Vale ressaltar que, como atestam os estudos em História Econômica, o investimento em ciência e tecnologia, que no Brasil passa fundamentalmente pelo investimento nas universidades públicas, foi fundamental para todas as trajetórias de desenvolvimento econômico e modernização produtiva nacionais até hoje, sem exceções, como podem atestar os exemplos de dois países radicalmente distintos: EUA e China.

Somando-se todos esses projetos diretamente vinculados à ‘’área econômica’’ (como a não citada até agora, e profundamente prejudicial para os trabalhadores, reforma trabalhista) a projetos de expropriação da natureza (como a atuação do governo Temer e de Bolsonaro nas pautas relativas ao meio-ambiente e ao ecossistema nacional), ao embrutecimento exponencial das políticas de ‘’segurança’’ pública, tem-se que o governo Bolsonaro representa a continuação, embora radicalizada para piorar tudo, de um projeto de reorganização da economia e do sistema político nacionais, buscando expropriar patrimônio coletivo do povo brasileiro e intensificar a taxa de exploração, aumentando a pobreza e a concentração de renda e riqueza às custas da violência necessária para reprimir os trabalhadores e movimentos sociais.
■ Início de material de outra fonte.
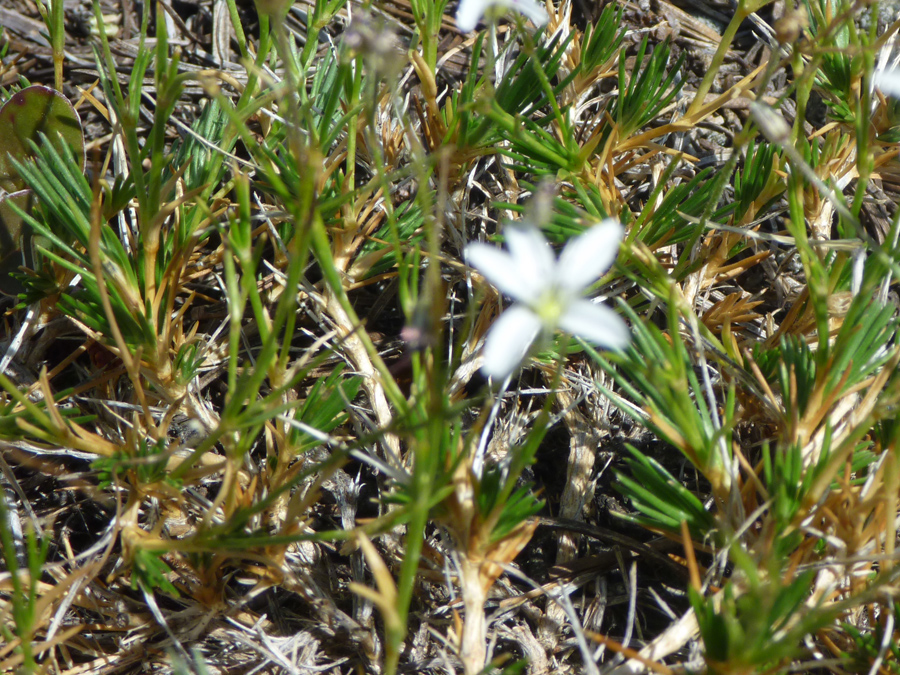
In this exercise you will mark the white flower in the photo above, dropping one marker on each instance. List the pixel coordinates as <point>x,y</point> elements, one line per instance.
<point>549,292</point>
<point>888,80</point>
<point>469,12</point>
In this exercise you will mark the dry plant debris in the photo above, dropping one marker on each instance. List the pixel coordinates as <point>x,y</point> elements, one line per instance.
<point>248,421</point>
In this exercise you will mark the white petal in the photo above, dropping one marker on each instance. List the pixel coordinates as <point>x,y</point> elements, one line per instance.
<point>588,256</point>
<point>531,251</point>
<point>888,81</point>
<point>508,341</point>
<point>533,10</point>
<point>504,271</point>
<point>596,323</point>
<point>469,13</point>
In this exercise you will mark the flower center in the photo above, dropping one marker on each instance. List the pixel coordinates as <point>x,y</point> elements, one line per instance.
<point>550,307</point>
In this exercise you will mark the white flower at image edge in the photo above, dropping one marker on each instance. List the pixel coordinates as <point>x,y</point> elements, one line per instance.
<point>549,292</point>
<point>469,12</point>
<point>888,81</point>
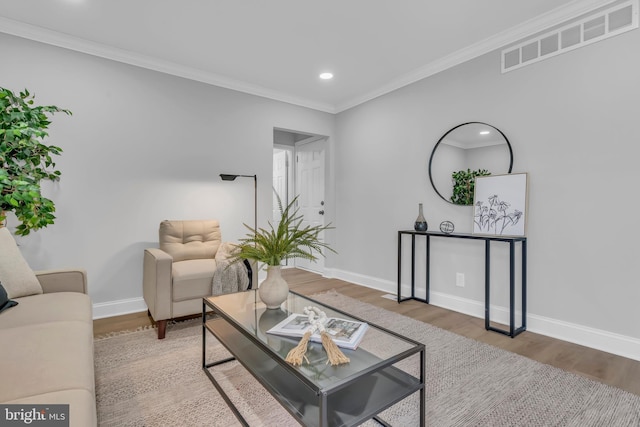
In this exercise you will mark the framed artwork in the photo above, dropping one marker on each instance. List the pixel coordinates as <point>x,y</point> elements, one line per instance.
<point>500,205</point>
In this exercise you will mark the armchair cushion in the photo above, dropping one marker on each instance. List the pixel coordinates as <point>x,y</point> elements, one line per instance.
<point>5,302</point>
<point>187,240</point>
<point>192,278</point>
<point>15,274</point>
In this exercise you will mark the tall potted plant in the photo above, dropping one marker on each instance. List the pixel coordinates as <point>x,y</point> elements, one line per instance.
<point>289,240</point>
<point>464,185</point>
<point>26,161</point>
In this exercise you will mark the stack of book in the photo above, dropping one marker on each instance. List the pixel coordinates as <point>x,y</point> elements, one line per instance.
<point>345,333</point>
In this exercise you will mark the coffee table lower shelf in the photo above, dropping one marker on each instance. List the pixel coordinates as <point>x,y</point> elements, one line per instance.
<point>349,405</point>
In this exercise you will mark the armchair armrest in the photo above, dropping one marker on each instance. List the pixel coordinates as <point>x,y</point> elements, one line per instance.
<point>65,280</point>
<point>156,283</point>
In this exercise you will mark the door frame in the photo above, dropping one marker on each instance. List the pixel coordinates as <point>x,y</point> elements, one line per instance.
<point>329,181</point>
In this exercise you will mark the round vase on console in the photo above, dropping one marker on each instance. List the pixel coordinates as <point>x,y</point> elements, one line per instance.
<point>274,289</point>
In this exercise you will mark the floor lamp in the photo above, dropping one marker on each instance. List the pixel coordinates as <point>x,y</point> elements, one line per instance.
<point>232,177</point>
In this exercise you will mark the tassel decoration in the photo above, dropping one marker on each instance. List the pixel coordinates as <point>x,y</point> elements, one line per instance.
<point>297,354</point>
<point>335,355</point>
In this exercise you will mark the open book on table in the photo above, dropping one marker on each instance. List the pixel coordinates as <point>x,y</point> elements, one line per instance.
<point>345,333</point>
Projeto cuja implementação foi tornada possível pelo estelionato eleitoral praticado pela ex-presidente Dilma em 2015, bem como pelo apassivamento dos movimentos populares, pela burocratização dos sindicatos, por alianças de conciliação com os parasitas das classes proprietárias nativas e imperialistas, enfim: pelos limites do reformismo petista.

Agora, cabe aos militantes comprometidos com os interesses da classe trabalhadora brasileira se reorganizar, desmentindo publicamente a ilusão de que o Estado burguês brasileiro é um espaço adequado e/ou suficiente para a defesa daqueles interesses, pautando a organização revolucionária, ao mesmo tempo em que devemos pôr à mesa o máximo projeto social da classe trabalhadora, historicamente: o socialismo e, com ele, todos os frutos em termos de desenvolvimento das forças produtivas e da satisfação das necessidades humanas — tudo o que o horror do capitalismo concreto do nosso tempo e da nossa posição subordinada no sistema imperialista mundial definitivamente não podem nos dar.